Money
Banks’ net profit growth rate falls
Net profit growth rate of majority of the commercial banks fell in the first quarter of the current fiscal year, as interest income took a dip due to reduction in lending rates and relatively high deposit rates.Net profit growth rate of majority of the commercial banks fell in the first quarter of the current fiscal year, as interest income took a dip due to reduction in lending rates and relatively high deposit rates.
Higher deposit rates and lower credit rates are good news for depositors and borrowers. But this is not a good sign for the stock market, because commercial banks account for almost half of the market capitalisation.
As of Sunday, 17 out of 28 commercial banks have published their first quarter unaudited financial reports. These 17 banks generated a net profit of Rs6.7 billion in the first quarter, up 5.8 percent than in the same period a year ago.
These banks had seen a 43-percent surge in their net profit in the first quarter of the last fiscal year.
Of the banks that have published their reports, only three—state-owned Rastriya Banijya Bank, Nepal SBI Bank and Prime Commercial Bank—saw hike in their profit growth rate. Net profit of seven other banks—Himalayan, Global IME, Citizens, Bank of Kathmandu, Siddhartha, Sunrise and Mega—fell in the first quarter.
And seven other banks—Nepal Investment, Nabil, Everest, NMB, Sanima, NIC Asia and Janata—saw deceleration in profit growth rate.
“The major reason for rapid fall in profit growth rate is huge drop in net interest income of commercial banks,” Nabil Bank CEO Sashin Joshi said.
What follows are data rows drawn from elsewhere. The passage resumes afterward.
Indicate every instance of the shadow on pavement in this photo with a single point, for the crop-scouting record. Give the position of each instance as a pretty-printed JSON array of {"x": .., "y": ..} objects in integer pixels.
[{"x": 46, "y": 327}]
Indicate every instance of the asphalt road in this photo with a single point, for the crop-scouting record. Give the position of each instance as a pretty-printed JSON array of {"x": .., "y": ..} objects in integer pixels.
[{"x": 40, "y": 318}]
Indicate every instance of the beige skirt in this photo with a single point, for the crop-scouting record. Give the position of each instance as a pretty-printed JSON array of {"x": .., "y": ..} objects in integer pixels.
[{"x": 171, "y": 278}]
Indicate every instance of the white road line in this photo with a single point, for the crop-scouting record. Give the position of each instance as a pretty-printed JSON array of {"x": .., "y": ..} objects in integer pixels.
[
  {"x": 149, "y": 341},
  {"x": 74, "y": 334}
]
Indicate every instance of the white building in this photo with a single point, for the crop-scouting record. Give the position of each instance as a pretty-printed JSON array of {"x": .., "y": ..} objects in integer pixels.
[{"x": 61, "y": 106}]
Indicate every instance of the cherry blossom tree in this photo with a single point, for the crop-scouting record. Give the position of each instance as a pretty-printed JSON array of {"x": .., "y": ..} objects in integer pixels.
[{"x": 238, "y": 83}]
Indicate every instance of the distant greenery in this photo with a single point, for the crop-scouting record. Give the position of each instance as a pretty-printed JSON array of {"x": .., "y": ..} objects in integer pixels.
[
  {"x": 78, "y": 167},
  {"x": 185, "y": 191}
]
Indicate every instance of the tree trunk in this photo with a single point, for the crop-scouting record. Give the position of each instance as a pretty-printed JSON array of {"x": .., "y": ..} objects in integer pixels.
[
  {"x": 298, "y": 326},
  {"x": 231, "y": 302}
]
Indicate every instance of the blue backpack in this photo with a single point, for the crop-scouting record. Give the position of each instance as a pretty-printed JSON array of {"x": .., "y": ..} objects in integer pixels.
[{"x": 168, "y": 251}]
Net interest income of the these 17 banks expanded by 9 percent in the first quarter of this fiscal year, as against 39 percent recorded in the same period a year ago.
Interest, especially interest imposed on loans, is the major source of income for commercial banks. But lately banks are competing with each other to reduce credit rate, as hike in government spending in the final quarter of the last fiscal year has injected liquidity.
All the while, tenure of big chunk of deposits acquired at higher cost in the last fiscal year during shortage of loanable funds has not expired, preventing banks from drastically reducing deposit-related costs.
This prompted average interest spread—the difference between average lending and deposit rates—of 17 banks to narrow down to 3.99 percent in the first quarter of the current fiscal year, from 4.14 percent in the same period a year ago.
“Going forward, banks are expected to come under more pressure as current macroeconomic indicators are not encouraging as well,” said Joshi. He was referring to 0.7 percent hike in remittance inflow as well as a balance of payments deficit recorded in the first two months of the current fiscal year.
If inflation is adjusted, country’s remittance income fell in real terms in the two-month period. This is not a good sign because remittance is a big source of deposit for banks.
Also, the government’s capital spending, another big source of deposit for banks, has stood at meagre 5 percent of the allocated budget of Rs335.2 billion so far. These are indications that banks may face shortage of loanable funds in the coming days in a grim replay of events of the last fiscal year.
“While banking institutions are bracing for some turbulence, expectations of bank promoters for higher returns have not changed,” Joshi said. “This will exert pressure on managements, compelling them to make some compromises in quality, which may hit the banking sector.”